Based on https://github.com/ruxuan666/VQA_program
Pytorch implementation of the paper - VQA: Visual Question Answering (https://arxiv.org/pdf/1505.00468.pdf).
For Reference Only
- Python 3.7.3
- torch 1.5.0
- torchvision 0.6.0
- other basic Python packages like numpy, etc.
1. Download and unzip the dataset from official url of VQA: https://visualqa.org/download.html.
$ cd VQA_program/utils
$ chmod +x download_extract.sh
$ ./download_extract.sh
After downloading annotations
, questions
and images
, reorganize the VQA folder like the format below, since the path may be different.
- /VisualQA
- /annotations
- /v2_mscoco_train2014_annotations.json
- /v2_mscoco_val2014_annotations.json
- /questions
- /v2_OpenEnded_mscoco_train2014_questions.json
- /v2_OpenEnded_mscoco_val2014_questions.json
- /v2_OpenEnded_mscoco_test2015_questions.json
- /v2_OpenEnded_mscoco_test-dev2015_questions.json
- /images
- /train2014
- /COCO_train2014_xxxxxxxxxxxx.jpg
- /val2014
- /COCO_val2014_xxxxxxxxxxxx.jpg
- /test2015
- /COCO_test2014_xxxxxxxxxxxx.jpg
- /train2014
- /annotations
#1, Resize image.
$ python resize_images.py --input_dir='~/VisualQA/images' --output_dir='../datasets'
#2, Make vocabs for questions and answers, 0:<pad>,1:<unk>; select top 1k answers, 0:<unk>. Making it a super multiple choices problem.
$ python make_vacabs_for_questions_answers.py --input_ques_dir='~/VisualQA/questins' --input_anno_dir='~/VisualQA/annotations' --output_dir='../datasets' --n_answers=1000
#3, Combine images (including name path), questions (question_id, sentence, word_list) and answers (all 10 answers, valid answer list); select one answer in valid answers as label.
$ python build_vqa_inputs.py --input_dir='~/VisualQA' --output_dir='../datasets'
After these steps, the /datasets
folder should look like this:
- /VisualQA_Project
- /datasets
- /annotations
- /vocab_answers.txt
- /images
- /train2014
- /COCO_train2014_xxxxxxxxxxxx.jpg
- /val2014
- /COCO_val2014_xxxxxxxxxxxx.jpg
- /test2015
- /COCO_test2015_xxxxxxxxxxxx.jpg
- /train2014
- /preprocessed_data
- /test-dev.npy
- /test.npy
- /train_valid.npy
- /train.npy
- /valid.npy
- /questions
- /vocab_questions.txt
- /annotations
- /datasets
# Load data and start training after built the VQA model
$ cd ..
$ python train.py
# or
$ python train.py --input_dir='./datasets' --log_dir='./logs', --model_dir='./models', --max_qst_length=30, --max_num_ans=10, --embed_size=1024, --word_embed_size=300, --num_layers=2, --hidden_size=512, --learning_rate=1e-3, --step_size=10, --gamma=0.1, --num_epochs=30, --batch_size=156, --num_workers=8, --save_step=1
# Parameter help
#1, input_dir, input directory for visual question answering.
#2, log_dir, directory for logs.
#3, model_dir, directory for saved models.
#4, max_qst_length, maximum length of question.
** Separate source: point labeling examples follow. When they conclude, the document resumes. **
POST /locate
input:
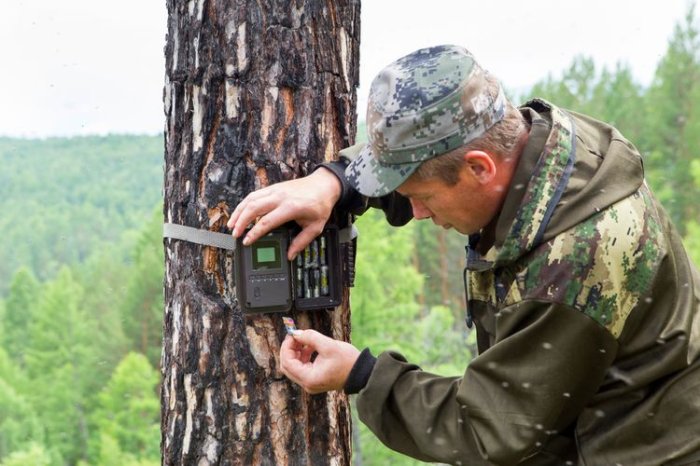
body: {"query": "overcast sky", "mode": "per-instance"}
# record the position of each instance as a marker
(73, 67)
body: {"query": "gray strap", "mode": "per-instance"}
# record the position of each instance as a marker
(195, 235)
(225, 241)
(347, 234)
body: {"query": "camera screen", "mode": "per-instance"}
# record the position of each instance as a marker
(266, 255)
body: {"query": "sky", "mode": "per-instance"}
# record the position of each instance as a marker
(77, 67)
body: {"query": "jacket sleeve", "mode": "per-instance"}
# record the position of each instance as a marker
(546, 363)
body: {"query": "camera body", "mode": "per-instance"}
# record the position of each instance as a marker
(266, 281)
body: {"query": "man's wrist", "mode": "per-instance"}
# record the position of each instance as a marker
(360, 372)
(345, 192)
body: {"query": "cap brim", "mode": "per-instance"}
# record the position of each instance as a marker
(373, 179)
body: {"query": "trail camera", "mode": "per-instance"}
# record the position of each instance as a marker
(266, 281)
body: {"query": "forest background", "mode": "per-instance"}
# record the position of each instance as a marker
(81, 267)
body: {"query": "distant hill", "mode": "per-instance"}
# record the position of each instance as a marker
(60, 198)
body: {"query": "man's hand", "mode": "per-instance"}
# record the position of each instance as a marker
(329, 369)
(309, 201)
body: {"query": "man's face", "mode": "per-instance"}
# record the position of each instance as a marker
(468, 206)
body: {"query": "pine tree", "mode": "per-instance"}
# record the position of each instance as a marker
(18, 314)
(672, 111)
(59, 364)
(128, 410)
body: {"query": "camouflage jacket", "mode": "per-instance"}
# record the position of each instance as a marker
(587, 310)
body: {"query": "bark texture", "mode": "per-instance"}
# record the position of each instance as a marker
(255, 92)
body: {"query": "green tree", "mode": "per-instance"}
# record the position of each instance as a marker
(142, 307)
(672, 112)
(128, 413)
(34, 455)
(19, 309)
(387, 315)
(19, 425)
(60, 362)
(574, 90)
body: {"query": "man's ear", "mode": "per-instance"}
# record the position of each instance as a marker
(481, 166)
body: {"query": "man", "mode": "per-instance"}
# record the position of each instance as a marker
(587, 308)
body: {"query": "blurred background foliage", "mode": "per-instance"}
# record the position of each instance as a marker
(81, 267)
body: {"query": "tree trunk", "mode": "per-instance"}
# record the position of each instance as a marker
(255, 93)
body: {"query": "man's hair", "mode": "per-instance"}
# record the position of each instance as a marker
(500, 141)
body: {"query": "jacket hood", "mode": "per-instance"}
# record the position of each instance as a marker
(572, 168)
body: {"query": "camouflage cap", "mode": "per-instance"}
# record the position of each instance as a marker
(425, 104)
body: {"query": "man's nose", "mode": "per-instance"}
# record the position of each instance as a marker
(420, 211)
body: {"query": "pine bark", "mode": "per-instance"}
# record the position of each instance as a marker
(256, 92)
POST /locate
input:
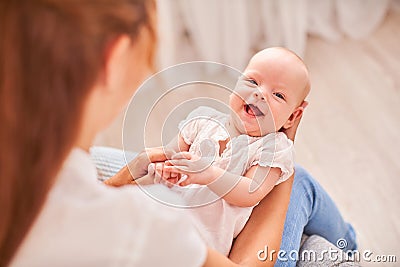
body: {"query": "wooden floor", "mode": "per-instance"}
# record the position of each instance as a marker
(350, 135)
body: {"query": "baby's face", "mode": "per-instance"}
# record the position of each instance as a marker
(273, 86)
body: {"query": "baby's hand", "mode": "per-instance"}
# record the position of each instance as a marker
(196, 168)
(163, 174)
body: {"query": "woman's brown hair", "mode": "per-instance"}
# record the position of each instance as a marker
(51, 54)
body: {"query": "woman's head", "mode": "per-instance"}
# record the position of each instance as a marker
(269, 95)
(58, 60)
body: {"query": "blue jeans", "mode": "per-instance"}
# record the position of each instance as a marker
(312, 212)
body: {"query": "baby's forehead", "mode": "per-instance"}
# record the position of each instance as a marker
(275, 57)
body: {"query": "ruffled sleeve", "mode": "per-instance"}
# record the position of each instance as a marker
(189, 127)
(276, 151)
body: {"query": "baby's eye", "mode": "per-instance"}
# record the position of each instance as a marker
(279, 95)
(252, 82)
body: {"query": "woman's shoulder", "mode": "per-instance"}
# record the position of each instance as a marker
(114, 226)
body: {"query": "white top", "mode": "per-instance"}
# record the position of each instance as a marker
(85, 223)
(219, 222)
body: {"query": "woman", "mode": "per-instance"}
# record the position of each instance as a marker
(67, 68)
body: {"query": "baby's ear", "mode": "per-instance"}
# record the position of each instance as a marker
(297, 113)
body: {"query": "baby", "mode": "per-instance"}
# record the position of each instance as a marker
(229, 162)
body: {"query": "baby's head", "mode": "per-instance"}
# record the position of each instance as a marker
(269, 95)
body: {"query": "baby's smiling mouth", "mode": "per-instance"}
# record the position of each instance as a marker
(253, 110)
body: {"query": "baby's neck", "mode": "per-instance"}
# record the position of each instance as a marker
(232, 130)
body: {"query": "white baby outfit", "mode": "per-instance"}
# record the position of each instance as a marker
(219, 222)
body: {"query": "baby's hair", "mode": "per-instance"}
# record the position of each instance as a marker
(307, 87)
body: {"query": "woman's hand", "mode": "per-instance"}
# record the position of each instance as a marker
(291, 132)
(196, 168)
(138, 166)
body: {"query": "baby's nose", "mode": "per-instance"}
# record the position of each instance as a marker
(258, 95)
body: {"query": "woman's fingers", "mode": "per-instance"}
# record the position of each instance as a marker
(158, 172)
(182, 155)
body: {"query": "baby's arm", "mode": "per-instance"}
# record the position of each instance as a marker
(160, 154)
(244, 191)
(249, 189)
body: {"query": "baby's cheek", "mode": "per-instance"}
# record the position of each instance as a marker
(234, 101)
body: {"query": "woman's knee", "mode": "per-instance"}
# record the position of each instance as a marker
(303, 179)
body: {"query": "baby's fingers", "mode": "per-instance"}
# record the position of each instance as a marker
(178, 169)
(182, 155)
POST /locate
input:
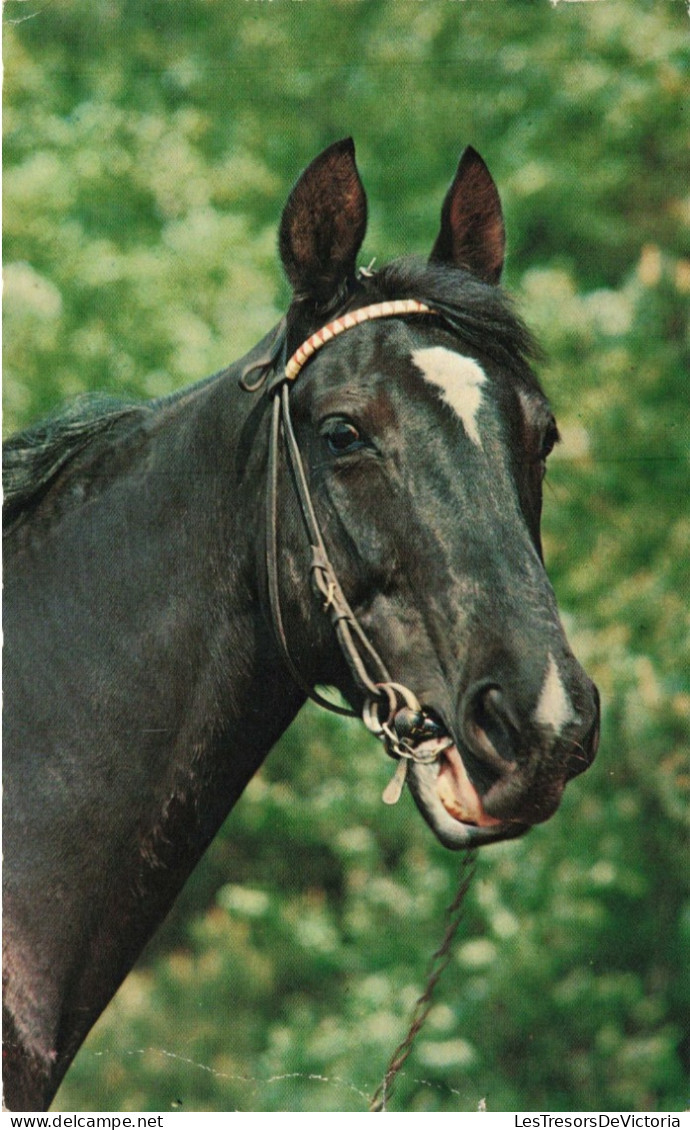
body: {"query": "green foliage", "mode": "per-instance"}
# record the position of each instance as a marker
(149, 148)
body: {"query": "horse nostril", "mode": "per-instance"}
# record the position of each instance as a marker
(489, 727)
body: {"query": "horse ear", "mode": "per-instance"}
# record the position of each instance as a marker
(323, 224)
(472, 232)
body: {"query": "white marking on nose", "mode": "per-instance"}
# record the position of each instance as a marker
(460, 380)
(553, 707)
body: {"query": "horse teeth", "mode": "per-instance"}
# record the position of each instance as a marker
(393, 790)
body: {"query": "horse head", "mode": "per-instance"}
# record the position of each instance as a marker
(424, 436)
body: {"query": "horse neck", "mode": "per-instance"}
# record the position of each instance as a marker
(140, 605)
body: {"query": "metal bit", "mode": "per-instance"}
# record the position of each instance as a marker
(392, 791)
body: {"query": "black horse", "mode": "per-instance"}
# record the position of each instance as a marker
(380, 454)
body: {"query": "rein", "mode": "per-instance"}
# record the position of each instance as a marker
(390, 709)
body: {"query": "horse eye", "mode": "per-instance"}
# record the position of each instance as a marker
(341, 436)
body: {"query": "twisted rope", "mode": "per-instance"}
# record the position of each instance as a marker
(439, 959)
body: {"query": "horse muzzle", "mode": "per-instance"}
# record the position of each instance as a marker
(491, 778)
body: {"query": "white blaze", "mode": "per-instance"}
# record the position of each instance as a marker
(553, 707)
(460, 380)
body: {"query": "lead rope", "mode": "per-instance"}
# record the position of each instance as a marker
(439, 959)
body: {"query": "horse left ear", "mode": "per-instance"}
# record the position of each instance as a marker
(323, 224)
(472, 233)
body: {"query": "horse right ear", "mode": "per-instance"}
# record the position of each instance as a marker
(323, 225)
(472, 233)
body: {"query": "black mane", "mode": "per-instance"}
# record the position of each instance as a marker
(33, 459)
(482, 315)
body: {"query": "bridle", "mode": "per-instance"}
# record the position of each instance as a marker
(391, 711)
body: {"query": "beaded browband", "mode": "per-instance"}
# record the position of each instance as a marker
(393, 309)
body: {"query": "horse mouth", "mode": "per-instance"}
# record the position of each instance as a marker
(451, 803)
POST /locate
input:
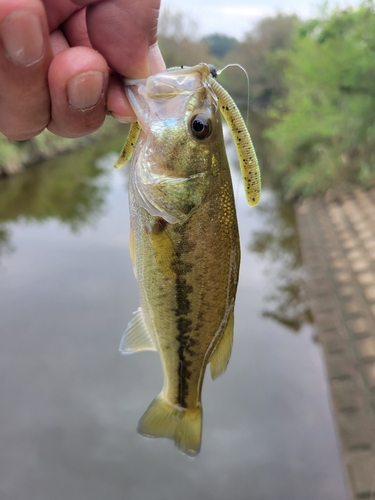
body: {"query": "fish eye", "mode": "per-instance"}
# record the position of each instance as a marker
(200, 126)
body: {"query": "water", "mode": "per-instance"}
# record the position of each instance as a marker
(70, 402)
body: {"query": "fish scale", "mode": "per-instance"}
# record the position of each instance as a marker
(184, 241)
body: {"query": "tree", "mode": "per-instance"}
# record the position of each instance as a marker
(324, 128)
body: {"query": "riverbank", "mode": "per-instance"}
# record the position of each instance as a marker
(16, 156)
(338, 249)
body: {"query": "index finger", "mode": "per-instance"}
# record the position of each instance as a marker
(124, 31)
(25, 55)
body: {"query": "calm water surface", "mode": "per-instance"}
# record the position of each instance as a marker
(70, 402)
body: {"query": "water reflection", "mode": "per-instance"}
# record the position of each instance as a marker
(71, 188)
(278, 244)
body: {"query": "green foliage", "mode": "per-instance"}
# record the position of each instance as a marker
(262, 55)
(179, 42)
(219, 45)
(323, 128)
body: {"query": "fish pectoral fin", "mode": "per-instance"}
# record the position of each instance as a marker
(184, 426)
(220, 357)
(127, 150)
(136, 337)
(164, 252)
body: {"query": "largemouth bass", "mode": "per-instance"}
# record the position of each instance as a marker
(184, 238)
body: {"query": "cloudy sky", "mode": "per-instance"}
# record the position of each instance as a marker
(235, 17)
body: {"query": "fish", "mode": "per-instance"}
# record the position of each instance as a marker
(184, 240)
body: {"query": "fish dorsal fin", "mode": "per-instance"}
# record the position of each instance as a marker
(136, 337)
(127, 150)
(220, 357)
(245, 149)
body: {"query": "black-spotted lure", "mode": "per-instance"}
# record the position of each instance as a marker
(184, 238)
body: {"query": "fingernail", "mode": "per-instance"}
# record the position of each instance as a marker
(85, 90)
(155, 59)
(22, 37)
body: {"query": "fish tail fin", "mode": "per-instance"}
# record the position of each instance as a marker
(184, 426)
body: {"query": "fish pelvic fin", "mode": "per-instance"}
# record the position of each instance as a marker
(220, 357)
(136, 337)
(164, 420)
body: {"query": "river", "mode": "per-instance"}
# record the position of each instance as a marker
(70, 402)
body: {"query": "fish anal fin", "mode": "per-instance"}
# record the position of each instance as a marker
(136, 337)
(220, 357)
(164, 420)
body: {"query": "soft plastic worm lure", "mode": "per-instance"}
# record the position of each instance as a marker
(245, 149)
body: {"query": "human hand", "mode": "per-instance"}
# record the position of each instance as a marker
(55, 57)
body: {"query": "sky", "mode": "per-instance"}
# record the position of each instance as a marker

The length in the VQA dataset = 26.
#5, max_num_ans, maximum number of answers.
#6, embed_size, embedding size of feature vector for both image and question.
#7, word_embed_size, embedding size of word used for the input in the LSTM.
#8, num_layers, number of layers of the RNN(LSTM).
#9, hidden_size, hidden_size in the LSTM.
#10,learning_rate, learning rate for training.
#11,step_size, period of learning rate decay.
#12,gamma, multiplicative factor of learning rate decay.
#13,num_epochs, number of epochs.
#14,batch_size, batch size.
#15,num_workers, number of processes working on cpu (multithreading). On MacOS, 0 is suggested, because if num_workers > 0, IDLE may raise error `The program is still running. Do you want to kill it?` and the program will be killed.
#16,save_step, save step of model.
PS: Limited by i5 cpu and no gpu, after 4-hour training, the performance is still bad, which may be better using the server.